A. GARCÍA
En los cuatro años que lleva funcionando el decreto de garantía de demora máxima en la atención sanitaria sólo un ciudadano de la Región de Murcia ha solicitado ser atendido por la sanidad privada. El mencionado decreto, aprobado en marzo de 2006, establecía unos plazos máximos de 150 días para intervenciones quirúrgicas, 50 días para la primera consulta externa y 30 días para las pruebas diagnósticas o terapéuticas, tiempos a partir de los cuales los pacientes podían pedir asistencia en un centro privado y pasar la factura de su tratamiento a la Sanidad pública.
Pese a las facilidades ofrecidas desde el Servicio Murciano de Salud (SMS) para que ningún ciudadano tenga que esperar más de este tiempo, sólo una persona ha hecho uso de este servicio, según confirmaron ayer fuentes de la consejería de Sanidad, quienes señalaron que "ésto se debe principalmente a que la mayoría prefieren ser atendidos por el sistema público y a que sus patologías son leves y no requieren una atención urgente".

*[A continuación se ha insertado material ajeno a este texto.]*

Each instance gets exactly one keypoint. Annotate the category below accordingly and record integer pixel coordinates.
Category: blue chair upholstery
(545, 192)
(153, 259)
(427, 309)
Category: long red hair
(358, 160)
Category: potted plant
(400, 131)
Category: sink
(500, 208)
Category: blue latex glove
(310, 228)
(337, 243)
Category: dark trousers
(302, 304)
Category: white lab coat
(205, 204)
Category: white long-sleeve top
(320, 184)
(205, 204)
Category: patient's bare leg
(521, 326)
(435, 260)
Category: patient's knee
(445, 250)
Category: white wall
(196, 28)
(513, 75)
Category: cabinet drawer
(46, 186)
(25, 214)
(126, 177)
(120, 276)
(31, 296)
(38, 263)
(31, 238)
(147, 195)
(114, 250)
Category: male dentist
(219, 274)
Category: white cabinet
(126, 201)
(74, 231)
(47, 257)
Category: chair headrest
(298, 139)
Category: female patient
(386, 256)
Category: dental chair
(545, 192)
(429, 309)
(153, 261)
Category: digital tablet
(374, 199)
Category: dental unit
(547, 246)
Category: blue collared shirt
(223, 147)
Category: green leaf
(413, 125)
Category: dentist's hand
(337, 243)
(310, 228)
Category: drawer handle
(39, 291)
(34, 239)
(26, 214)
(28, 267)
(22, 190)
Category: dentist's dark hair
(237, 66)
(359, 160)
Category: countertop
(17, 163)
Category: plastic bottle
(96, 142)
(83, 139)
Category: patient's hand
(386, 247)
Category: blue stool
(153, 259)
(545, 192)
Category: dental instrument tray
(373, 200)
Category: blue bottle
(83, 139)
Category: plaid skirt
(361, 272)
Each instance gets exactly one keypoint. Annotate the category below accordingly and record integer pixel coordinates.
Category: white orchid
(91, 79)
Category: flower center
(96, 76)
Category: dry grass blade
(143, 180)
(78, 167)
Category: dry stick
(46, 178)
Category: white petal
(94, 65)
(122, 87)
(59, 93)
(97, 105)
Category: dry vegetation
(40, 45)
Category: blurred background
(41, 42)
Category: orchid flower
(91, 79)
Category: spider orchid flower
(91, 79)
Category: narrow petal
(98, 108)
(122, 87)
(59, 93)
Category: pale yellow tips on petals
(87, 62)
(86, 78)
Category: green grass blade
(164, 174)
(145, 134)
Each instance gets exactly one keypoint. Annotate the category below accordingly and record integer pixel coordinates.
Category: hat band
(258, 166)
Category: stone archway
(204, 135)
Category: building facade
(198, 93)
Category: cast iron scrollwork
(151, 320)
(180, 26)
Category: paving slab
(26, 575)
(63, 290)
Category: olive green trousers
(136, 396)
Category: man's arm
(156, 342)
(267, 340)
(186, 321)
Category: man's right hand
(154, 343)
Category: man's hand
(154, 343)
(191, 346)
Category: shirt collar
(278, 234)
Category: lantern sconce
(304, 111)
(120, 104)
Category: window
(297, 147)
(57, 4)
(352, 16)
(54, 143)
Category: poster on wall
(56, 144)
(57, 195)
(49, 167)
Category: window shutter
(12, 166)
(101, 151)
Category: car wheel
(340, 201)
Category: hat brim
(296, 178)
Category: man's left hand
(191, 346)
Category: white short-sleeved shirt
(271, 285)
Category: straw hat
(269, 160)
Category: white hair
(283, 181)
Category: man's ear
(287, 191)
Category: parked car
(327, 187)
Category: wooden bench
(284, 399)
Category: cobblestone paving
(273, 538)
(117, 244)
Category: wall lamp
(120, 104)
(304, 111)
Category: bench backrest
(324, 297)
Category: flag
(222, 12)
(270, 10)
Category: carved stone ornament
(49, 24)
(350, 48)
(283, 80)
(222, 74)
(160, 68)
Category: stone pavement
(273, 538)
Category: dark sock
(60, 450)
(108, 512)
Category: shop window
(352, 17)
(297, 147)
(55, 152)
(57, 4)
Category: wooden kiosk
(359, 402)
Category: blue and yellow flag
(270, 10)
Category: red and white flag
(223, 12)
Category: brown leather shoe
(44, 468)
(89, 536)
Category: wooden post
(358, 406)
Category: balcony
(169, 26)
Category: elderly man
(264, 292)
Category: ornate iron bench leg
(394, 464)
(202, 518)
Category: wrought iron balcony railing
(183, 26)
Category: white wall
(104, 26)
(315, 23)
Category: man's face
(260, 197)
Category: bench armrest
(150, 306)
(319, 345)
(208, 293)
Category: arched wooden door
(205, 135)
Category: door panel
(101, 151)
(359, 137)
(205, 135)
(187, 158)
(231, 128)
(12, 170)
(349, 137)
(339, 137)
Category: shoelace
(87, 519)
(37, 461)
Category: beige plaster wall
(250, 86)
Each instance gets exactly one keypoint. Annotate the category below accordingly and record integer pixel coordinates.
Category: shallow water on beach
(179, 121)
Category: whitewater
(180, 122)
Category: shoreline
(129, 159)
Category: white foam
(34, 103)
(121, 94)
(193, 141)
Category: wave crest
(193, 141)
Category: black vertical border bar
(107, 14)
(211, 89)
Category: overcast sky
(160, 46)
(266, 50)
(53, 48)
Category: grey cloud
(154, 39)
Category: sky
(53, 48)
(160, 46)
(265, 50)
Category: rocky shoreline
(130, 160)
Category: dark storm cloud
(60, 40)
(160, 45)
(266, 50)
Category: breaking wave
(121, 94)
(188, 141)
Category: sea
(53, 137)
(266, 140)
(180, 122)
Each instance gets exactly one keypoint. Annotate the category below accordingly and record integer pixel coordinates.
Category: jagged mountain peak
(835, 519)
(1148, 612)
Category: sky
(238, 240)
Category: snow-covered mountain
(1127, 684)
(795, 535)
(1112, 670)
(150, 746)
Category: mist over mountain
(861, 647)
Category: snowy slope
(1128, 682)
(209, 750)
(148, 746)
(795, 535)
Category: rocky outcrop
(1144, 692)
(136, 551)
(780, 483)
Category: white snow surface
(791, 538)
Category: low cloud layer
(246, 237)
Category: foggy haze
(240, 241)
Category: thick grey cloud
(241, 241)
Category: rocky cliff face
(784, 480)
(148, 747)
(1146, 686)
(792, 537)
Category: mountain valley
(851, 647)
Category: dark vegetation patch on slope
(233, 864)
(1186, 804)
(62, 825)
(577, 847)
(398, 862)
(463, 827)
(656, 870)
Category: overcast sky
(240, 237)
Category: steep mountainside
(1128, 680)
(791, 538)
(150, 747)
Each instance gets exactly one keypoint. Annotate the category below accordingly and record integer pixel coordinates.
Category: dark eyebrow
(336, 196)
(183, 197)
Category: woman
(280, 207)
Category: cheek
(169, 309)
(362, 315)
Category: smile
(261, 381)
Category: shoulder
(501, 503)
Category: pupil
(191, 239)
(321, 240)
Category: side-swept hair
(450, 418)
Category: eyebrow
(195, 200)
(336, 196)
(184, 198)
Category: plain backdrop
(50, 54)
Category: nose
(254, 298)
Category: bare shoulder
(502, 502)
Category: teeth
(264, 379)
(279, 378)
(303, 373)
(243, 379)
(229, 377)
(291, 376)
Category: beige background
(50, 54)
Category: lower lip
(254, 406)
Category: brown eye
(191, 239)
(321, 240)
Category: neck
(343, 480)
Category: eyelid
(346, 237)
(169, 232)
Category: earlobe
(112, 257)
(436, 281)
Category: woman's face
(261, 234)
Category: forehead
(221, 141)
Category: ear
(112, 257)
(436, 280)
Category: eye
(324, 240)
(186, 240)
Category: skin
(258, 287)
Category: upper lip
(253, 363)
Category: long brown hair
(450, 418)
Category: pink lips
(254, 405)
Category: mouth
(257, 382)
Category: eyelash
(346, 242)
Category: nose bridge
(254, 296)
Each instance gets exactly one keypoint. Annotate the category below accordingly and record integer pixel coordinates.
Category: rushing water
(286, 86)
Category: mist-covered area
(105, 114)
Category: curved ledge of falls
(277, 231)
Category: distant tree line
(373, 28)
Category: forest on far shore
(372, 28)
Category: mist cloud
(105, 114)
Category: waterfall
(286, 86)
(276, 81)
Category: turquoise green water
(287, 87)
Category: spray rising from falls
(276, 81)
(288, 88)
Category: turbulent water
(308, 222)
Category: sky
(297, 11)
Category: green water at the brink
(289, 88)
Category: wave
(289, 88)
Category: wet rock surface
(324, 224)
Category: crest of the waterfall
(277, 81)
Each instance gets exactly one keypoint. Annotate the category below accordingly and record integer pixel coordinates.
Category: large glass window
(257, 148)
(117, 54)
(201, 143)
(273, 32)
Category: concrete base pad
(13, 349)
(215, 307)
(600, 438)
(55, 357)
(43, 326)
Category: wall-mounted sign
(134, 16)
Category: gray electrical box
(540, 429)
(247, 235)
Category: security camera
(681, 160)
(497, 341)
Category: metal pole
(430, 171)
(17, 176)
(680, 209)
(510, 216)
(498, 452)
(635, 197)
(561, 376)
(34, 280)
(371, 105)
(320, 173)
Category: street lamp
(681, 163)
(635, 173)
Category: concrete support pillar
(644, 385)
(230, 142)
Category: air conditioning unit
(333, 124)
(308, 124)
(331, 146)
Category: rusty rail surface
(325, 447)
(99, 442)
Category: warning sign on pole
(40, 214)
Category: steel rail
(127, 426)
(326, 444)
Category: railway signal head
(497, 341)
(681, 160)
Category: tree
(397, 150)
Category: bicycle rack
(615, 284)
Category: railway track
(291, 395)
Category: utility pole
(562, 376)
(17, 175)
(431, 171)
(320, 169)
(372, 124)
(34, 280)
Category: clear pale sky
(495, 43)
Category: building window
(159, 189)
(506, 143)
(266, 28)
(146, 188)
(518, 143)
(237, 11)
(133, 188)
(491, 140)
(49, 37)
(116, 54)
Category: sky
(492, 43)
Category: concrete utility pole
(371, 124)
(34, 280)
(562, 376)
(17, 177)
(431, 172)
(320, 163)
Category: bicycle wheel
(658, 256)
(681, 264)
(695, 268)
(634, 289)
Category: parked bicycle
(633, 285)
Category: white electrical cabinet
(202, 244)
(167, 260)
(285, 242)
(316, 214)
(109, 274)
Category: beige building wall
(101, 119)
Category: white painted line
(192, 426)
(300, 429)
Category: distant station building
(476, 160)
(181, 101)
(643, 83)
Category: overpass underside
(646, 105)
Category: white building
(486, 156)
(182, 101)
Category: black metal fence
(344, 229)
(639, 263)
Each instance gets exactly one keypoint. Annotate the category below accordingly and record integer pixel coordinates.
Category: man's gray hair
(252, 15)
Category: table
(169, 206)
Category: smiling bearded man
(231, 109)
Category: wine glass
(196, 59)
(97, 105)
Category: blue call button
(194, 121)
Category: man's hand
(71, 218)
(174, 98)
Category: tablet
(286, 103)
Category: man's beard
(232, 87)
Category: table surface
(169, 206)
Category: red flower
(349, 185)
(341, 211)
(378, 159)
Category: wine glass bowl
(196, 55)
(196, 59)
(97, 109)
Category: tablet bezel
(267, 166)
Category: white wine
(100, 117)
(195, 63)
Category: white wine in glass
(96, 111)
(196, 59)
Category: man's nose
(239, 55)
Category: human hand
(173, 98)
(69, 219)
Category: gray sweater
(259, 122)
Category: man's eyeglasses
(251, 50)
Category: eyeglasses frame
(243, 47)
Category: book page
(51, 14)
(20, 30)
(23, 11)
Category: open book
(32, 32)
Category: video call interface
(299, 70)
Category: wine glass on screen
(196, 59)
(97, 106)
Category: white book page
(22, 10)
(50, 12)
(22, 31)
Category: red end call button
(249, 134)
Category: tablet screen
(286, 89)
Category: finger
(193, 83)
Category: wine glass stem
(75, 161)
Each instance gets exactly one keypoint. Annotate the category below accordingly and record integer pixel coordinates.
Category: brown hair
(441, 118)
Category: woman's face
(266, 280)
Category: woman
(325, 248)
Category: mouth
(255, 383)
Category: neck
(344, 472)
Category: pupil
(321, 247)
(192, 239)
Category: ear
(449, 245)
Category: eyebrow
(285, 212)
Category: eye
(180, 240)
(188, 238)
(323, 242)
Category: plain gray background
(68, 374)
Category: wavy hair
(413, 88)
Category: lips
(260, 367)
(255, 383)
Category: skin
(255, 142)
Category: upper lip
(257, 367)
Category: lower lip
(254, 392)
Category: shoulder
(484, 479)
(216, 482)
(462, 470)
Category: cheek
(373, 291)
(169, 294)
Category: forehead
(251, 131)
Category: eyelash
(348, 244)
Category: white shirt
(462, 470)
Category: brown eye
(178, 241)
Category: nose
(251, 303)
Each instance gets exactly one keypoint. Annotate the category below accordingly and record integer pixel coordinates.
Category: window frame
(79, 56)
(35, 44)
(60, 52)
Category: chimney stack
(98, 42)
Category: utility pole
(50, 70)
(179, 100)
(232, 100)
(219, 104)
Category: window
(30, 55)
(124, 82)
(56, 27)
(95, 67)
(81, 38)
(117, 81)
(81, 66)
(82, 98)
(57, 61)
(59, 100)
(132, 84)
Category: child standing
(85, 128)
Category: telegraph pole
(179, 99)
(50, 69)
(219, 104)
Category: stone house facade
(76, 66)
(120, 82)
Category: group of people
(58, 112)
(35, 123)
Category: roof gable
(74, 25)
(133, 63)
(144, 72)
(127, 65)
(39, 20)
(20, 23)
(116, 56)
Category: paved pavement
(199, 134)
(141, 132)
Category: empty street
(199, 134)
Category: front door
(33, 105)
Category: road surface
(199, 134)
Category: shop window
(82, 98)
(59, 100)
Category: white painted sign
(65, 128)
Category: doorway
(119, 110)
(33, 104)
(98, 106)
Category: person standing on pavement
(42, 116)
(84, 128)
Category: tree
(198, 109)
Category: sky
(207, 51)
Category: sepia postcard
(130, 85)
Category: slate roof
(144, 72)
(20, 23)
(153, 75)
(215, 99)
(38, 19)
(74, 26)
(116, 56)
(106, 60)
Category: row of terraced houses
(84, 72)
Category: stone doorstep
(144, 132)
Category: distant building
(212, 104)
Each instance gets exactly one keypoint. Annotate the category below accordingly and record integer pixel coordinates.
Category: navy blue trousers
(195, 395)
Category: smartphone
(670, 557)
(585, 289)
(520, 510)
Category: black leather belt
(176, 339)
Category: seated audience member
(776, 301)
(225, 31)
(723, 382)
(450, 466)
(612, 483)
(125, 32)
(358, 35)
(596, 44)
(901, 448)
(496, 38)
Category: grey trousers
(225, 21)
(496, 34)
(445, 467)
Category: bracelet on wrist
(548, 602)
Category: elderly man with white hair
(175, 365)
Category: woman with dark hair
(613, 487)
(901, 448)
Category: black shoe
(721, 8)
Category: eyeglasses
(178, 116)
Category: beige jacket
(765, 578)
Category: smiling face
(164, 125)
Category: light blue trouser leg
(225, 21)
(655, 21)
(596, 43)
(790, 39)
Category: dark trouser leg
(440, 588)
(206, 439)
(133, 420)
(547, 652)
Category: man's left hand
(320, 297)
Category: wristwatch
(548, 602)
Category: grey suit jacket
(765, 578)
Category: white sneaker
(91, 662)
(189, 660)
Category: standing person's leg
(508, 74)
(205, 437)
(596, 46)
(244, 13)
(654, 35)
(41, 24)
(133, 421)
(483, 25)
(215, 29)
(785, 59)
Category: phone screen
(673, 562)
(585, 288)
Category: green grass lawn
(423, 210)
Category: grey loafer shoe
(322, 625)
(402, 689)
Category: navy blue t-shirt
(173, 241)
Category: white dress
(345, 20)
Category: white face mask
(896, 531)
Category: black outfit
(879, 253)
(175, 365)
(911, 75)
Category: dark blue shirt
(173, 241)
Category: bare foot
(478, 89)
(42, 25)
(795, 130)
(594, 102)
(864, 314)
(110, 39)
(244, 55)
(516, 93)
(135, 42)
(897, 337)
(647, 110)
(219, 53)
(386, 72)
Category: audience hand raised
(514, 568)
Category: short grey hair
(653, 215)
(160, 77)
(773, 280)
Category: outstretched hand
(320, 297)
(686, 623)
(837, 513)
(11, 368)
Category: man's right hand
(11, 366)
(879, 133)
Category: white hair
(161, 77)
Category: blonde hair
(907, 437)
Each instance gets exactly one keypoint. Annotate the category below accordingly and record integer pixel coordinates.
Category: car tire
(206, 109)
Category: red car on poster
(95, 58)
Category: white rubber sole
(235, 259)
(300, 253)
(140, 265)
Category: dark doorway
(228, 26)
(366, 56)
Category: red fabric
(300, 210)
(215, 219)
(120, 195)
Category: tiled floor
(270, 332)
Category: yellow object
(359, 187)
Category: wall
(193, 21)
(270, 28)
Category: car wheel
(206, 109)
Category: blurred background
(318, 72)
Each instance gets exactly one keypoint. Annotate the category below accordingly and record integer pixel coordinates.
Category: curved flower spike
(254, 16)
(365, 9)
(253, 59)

Sin embargo, Domingo Carpena, responsable de Sanidad en el grupo parlamentario socialista en la Asamblea Regional, no interpreta de la misma manera esta situación y considera que "el Servicio Murciano de Salud incumple el decreto al no ofrecer soluciones alternativas en otros centros a aquellas personas que se encuentran en lista de espera para ser atendidos".
La consejera de Sanidad, María Ángeles Palacios, que comparecerá hoy en el Parlamento murciano para dar cuenta de las listas de espera, recordó que entre pruebas diagnósticas, operaciones quirúrgicas y visitas con el especialista el pasado año fueron atendidos más de dos millones de consultas en los centros sanitarios públicos. Asimismo, matizó que, según los datos del pasado mes de diciembre de 2009, en la Región de Murcia se esperan once días menos que la media nacional para operaciones quirúrgicas y 25 días menos para ser visto por un especialista.